Learning Semantic Similarities for the Financial Domain

[WWW 2021] FinSIM-2 Shared Task 2021


Artificial Intelligence



Greetings,
We would like to invite you to submit to FinSIM-2, the 2nd shared task on Learning Semantic Similarities for the Financial Domain, in conjunction with The Web Conference 2021, April 19-23th, 2021, Ljubljana, Slovenia!
It will be held at The Web Conference 2021 as part of the FinWeb-2021 workshop.

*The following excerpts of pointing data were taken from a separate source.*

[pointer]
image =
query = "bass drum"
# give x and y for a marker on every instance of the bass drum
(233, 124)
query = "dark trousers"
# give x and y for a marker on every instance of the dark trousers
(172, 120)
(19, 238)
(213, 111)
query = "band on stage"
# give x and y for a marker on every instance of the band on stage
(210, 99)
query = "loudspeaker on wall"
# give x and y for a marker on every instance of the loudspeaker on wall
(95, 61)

Shared Task URL: https://sites.google.com/nlg.csie.ntu.edu.tw/finweb2021/shared-task-finsim-2
Workshop URL: https://sites.google.com/nlg.csie.ntu.edu.tw/finweb2021
Registration Form: https://forms.gle/oJetvLQfpPNLuSqJ6
_____________________________________________
The FinSim 2021 shared task aims to spark interest from communities in NLP, ML/AI, Knowledge Engineering and Financial document processing. Going beyond the mere representation of words is a key step to industrial applications that make use of Natural Language Processing (NLP). This is typically addressed using either 1) Unsupervised corpus-derived representations like word embeddings, which are typically opaque to human understanding but very useful in NLP applications or 2) Manually tagged resources such as corpora, lexica, taxonomies and ontologies, which typically have low coverage and contain inconsistencies, but provide a deeper understanding of the target domain.
These two methods form the two ends of a spectrum which a number of approaches have attempted to combine, particularly in tasks aiming at expanding the coverage of manual resources using automatic methods.

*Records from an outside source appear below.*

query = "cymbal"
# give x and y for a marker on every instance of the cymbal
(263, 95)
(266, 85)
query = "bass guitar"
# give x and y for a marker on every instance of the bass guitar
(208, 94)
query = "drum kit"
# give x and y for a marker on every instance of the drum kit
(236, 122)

The Semeval community has organized several evaluation campaigns to stimulate the development of methods which extract semantic/lexical relations between concepts/words (Bordea et al. 2015, Bordea et al. 2016, Jurgens et al. 2016, Camacho-Collados et al. 2018).

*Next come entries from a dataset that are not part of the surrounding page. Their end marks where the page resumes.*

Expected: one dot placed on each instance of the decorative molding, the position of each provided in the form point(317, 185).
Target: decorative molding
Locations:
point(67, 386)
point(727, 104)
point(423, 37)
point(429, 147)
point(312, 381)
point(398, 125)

There are also a large number of datasets and challenges that specifically look at how to automatically populate knowledge bases such as DBpedia or Wikidata (e.g. KBP challenges).
To the best of our knowledge, FinSim 2020 was the first time a task attempting to combine these methods for the Financial domain.
The second edition FinSim-2 focuses on the evaluation of semantic representations by assessing the quality of the automatic classification of a given list of carefully selected terms from the Financial domain against a domain ontology. Participants will be given a list of carefully selected terms from the Financial domain such as “European depositary receipt”, “Interest rate swaps” and will be asked to design a system which can automatically classify them into the most relevant hypernym (or top-level) concept in an external ontology. For example, given the set of concepts “Bonds”, “Unclassified”, “Share”, “Loan”, the most relevant hypernym of “European depositary receipt” is “Share”.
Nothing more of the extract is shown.